Lastly, the study re-estimates Model 1 and Model 2 by using fixed effect-panel data regression, as this style of regression could control the time-invariant firm-level factors, and test for endogeneity (Al-Jaifi, 2017). The results of this regression in terms of the association between AEM and REM, in both Model 1 and Model 2, are exactly the same as those reported in Table 4. However, the results of control variables are different, given the difference of the fixed effect-panel data regression from other methods of analysis (table provided upon request).
Conclusion
Managers' attitude toward engaging in earnings manipulation remains a problem, and the arguments about whether managers are likely to practice AEM or REM are also ongoing.

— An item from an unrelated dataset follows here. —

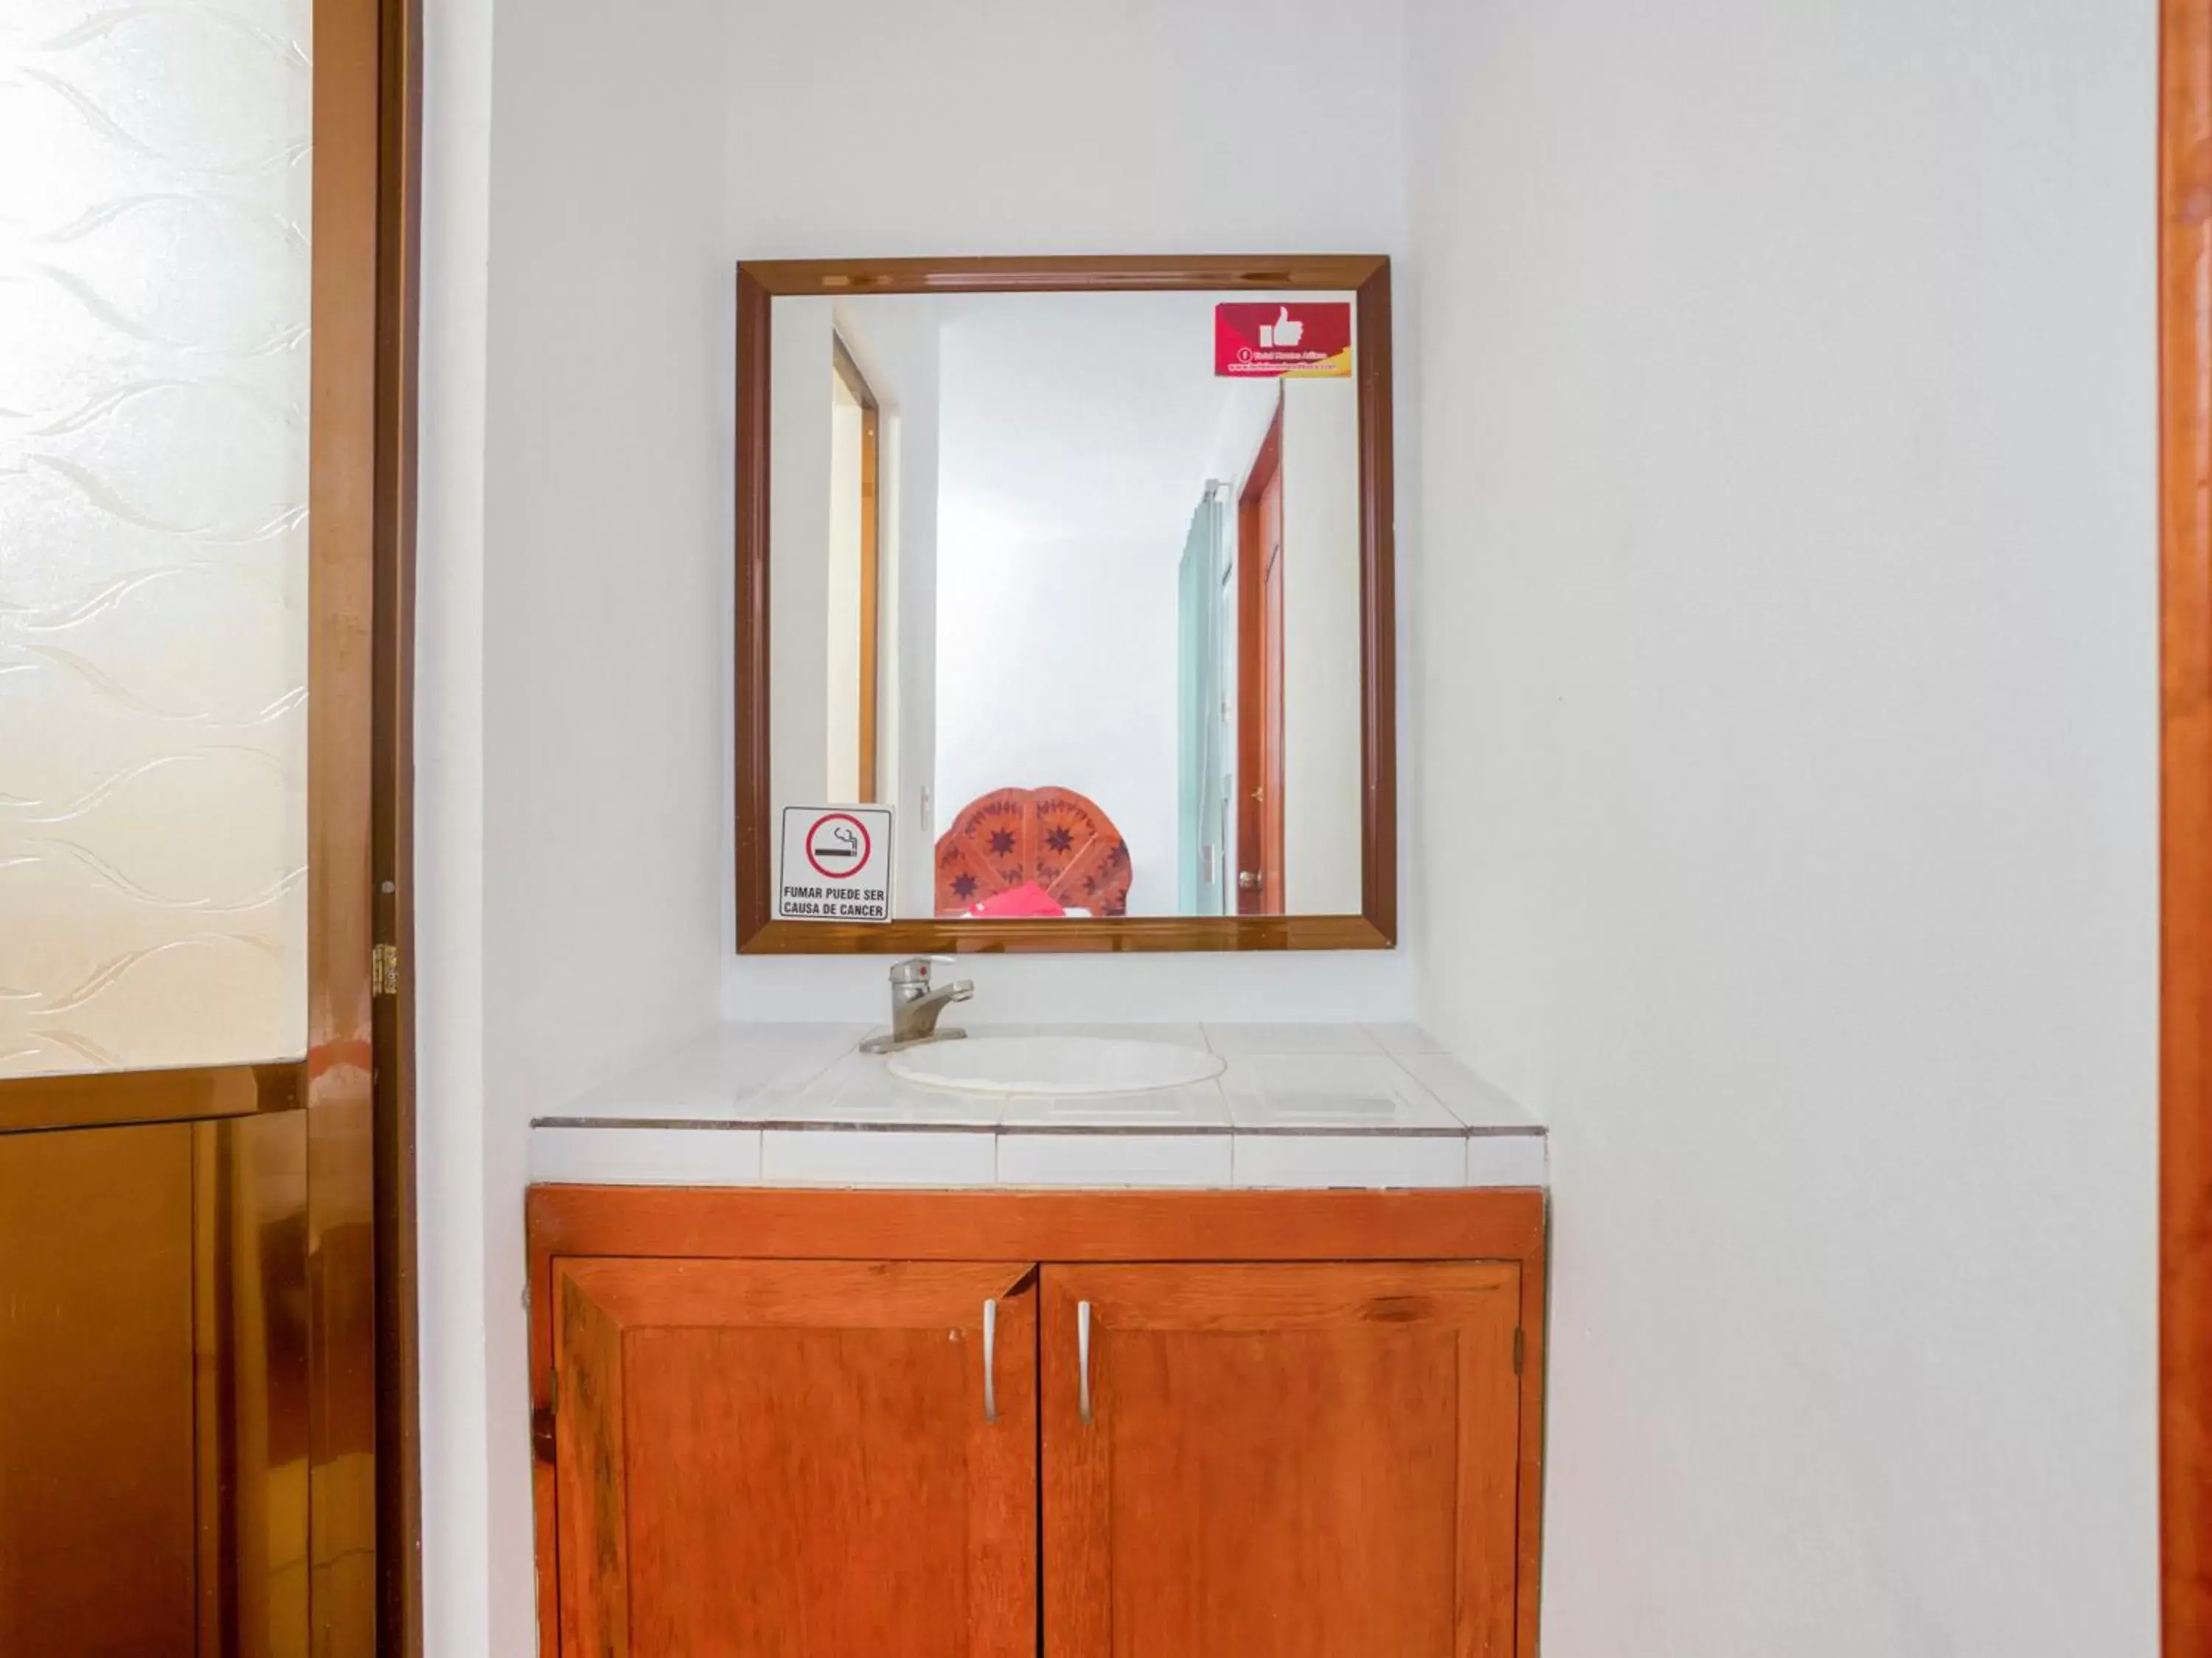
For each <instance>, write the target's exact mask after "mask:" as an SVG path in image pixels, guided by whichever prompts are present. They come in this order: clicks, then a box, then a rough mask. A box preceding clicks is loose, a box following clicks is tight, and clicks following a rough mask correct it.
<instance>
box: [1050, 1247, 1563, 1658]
mask: <svg viewBox="0 0 2212 1658" xmlns="http://www.w3.org/2000/svg"><path fill="white" fill-rule="evenodd" d="M1517 1306H1520V1268H1517V1266H1513V1264H1400V1262H1374V1264H1281V1266H1276V1264H1267V1266H1048V1268H1044V1302H1042V1388H1044V1399H1042V1406H1040V1412H1042V1441H1044V1452H1042V1468H1044V1651H1046V1656H1048V1658H1219V1656H1221V1654H1265V1656H1267V1658H1365V1656H1367V1654H1378V1656H1380V1654H1387V1656H1389V1658H1509V1656H1511V1654H1513V1636H1515V1618H1513V1609H1515V1607H1513V1596H1515V1490H1517V1472H1515V1457H1517V1430H1520V1403H1517V1390H1520V1381H1517V1375H1515V1366H1513V1350H1515V1337H1513V1333H1515V1326H1517ZM1084 1308H1088V1344H1086V1341H1084V1337H1082V1328H1084ZM1086 1346H1088V1353H1086ZM1086 1359H1088V1366H1086ZM1086 1406H1088V1410H1086Z"/></svg>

Most recent studies argue that managers are shifting to REM activities and away from AEM. However, there is evidence that managers still resort to both types of EM to achieve the maximum effect on the earnings report. Thus, the question of whether the two types of EM are used as substitute or complementary tools has still not been definitively answered. Hence, this study examines the association between AEM and REM of listed companies in the main market of Malaysia.

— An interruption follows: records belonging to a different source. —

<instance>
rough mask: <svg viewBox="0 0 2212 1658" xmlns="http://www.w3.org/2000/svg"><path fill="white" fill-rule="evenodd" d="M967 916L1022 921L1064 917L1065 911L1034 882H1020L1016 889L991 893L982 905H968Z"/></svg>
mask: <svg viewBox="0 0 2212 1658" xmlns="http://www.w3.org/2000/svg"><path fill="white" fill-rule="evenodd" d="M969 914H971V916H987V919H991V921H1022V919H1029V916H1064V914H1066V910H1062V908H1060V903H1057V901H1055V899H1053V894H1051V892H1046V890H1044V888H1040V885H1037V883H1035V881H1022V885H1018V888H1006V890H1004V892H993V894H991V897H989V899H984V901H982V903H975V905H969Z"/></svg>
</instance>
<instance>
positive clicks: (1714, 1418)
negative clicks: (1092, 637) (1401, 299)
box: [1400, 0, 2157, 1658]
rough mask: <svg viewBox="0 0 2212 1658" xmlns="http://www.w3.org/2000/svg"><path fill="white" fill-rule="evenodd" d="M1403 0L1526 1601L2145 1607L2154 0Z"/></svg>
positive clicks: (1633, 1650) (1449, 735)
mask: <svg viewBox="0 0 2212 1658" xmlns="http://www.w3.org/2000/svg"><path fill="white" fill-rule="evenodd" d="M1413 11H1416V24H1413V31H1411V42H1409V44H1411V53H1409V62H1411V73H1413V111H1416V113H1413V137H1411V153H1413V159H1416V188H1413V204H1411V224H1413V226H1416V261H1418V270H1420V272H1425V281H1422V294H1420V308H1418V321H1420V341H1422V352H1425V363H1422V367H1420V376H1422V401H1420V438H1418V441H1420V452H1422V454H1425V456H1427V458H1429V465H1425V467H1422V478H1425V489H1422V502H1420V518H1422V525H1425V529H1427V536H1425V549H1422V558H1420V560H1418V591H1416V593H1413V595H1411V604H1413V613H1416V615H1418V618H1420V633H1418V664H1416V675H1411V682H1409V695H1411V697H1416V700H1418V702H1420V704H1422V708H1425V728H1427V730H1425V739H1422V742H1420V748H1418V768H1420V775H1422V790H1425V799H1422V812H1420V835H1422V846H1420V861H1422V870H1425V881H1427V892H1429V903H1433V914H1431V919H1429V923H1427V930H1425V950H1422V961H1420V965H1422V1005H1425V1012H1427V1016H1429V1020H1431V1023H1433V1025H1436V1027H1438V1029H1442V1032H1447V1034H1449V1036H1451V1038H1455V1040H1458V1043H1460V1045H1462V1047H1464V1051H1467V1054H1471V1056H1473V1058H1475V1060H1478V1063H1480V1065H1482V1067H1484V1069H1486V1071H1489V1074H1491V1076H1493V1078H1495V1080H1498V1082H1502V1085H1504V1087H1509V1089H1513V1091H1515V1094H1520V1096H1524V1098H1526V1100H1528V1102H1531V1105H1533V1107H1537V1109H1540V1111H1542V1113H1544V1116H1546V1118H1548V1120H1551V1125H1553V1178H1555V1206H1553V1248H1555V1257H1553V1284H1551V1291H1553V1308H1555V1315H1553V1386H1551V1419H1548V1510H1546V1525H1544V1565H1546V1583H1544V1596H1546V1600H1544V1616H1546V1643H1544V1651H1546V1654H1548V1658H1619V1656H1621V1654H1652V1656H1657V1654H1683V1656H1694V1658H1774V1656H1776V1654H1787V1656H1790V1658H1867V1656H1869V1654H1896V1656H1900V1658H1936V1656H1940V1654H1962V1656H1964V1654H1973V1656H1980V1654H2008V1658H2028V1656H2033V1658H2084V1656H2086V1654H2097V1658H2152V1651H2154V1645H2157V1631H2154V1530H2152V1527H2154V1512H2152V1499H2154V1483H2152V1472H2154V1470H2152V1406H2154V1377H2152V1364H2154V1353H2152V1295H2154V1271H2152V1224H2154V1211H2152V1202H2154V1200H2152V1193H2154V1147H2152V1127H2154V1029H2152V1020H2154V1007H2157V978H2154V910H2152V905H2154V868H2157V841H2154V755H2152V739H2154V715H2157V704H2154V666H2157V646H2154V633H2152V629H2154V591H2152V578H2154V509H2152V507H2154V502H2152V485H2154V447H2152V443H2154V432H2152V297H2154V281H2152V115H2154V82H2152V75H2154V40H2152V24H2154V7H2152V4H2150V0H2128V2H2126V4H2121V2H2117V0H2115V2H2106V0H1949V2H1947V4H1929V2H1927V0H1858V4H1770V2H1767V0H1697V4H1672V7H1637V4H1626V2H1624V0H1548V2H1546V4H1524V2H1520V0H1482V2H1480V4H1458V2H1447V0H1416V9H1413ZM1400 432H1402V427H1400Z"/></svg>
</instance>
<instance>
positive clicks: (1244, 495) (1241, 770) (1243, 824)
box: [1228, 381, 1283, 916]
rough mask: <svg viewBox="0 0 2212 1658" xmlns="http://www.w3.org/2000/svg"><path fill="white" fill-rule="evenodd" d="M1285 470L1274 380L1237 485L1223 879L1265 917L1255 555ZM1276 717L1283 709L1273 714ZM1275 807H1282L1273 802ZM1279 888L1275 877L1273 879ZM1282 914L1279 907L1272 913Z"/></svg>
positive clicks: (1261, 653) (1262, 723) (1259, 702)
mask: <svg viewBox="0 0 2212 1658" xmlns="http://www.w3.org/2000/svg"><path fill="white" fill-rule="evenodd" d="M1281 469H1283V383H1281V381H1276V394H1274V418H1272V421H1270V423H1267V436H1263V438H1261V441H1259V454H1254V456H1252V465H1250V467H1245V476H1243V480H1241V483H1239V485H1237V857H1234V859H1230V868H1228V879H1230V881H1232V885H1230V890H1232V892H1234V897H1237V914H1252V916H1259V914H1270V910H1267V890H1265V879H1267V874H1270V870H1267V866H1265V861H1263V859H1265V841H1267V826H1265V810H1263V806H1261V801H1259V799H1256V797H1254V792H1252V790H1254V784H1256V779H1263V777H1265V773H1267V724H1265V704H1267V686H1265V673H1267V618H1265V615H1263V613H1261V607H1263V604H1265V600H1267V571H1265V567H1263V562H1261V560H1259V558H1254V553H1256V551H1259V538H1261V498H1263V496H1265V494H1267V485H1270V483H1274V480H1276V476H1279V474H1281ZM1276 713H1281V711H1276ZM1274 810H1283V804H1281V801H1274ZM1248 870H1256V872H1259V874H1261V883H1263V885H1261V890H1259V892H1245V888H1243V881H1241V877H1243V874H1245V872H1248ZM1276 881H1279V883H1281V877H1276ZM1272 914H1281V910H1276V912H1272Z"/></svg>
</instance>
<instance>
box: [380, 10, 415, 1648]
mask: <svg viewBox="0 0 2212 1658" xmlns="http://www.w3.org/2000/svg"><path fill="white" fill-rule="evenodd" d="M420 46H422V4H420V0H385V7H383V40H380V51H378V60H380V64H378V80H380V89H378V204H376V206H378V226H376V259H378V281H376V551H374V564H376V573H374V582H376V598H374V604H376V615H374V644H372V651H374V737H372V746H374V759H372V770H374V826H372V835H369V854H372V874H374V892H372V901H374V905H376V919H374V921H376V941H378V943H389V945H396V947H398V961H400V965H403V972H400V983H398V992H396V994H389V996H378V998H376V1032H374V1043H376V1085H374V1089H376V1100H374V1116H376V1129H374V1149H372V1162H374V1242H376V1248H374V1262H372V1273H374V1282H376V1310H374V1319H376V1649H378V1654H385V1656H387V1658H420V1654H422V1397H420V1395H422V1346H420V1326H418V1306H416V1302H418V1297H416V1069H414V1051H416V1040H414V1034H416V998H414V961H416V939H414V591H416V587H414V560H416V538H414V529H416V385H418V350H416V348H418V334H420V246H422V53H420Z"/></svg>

The study provides evidence of a significant positive relationship between REM activities and AEM practices, supporting the complement hypothesis. The same results are found in both the AEM Model when REM is included as an independent variable, and the REM Model, where AEM is included as an independent variable. This empirical evidence is robust as the study implements several robustness tests; standardized the value of AEM and REM, including the year's dummy variables in the Models, using lagged dependent variable and using alternative estimator's techniques, and finds the same results. Therefore, it seems that managers use these two techniques, AEM and REM, jointly when preparing financial reports. These findings could be of importance to policy makers, regulators, investors and practitioners worldwide, but particularly in Malaysia. They enable further research into the relationship between AEM and REM. Notably, in overcoming the limitations of the study where it is focused only on firms with the lowest positive firms' performance based on the ROA ratio. Future studies should increase the sample size and the period under investigation and will be of especial value if they are able to predict the presence of variables which might affect the relationship between AEM and REM.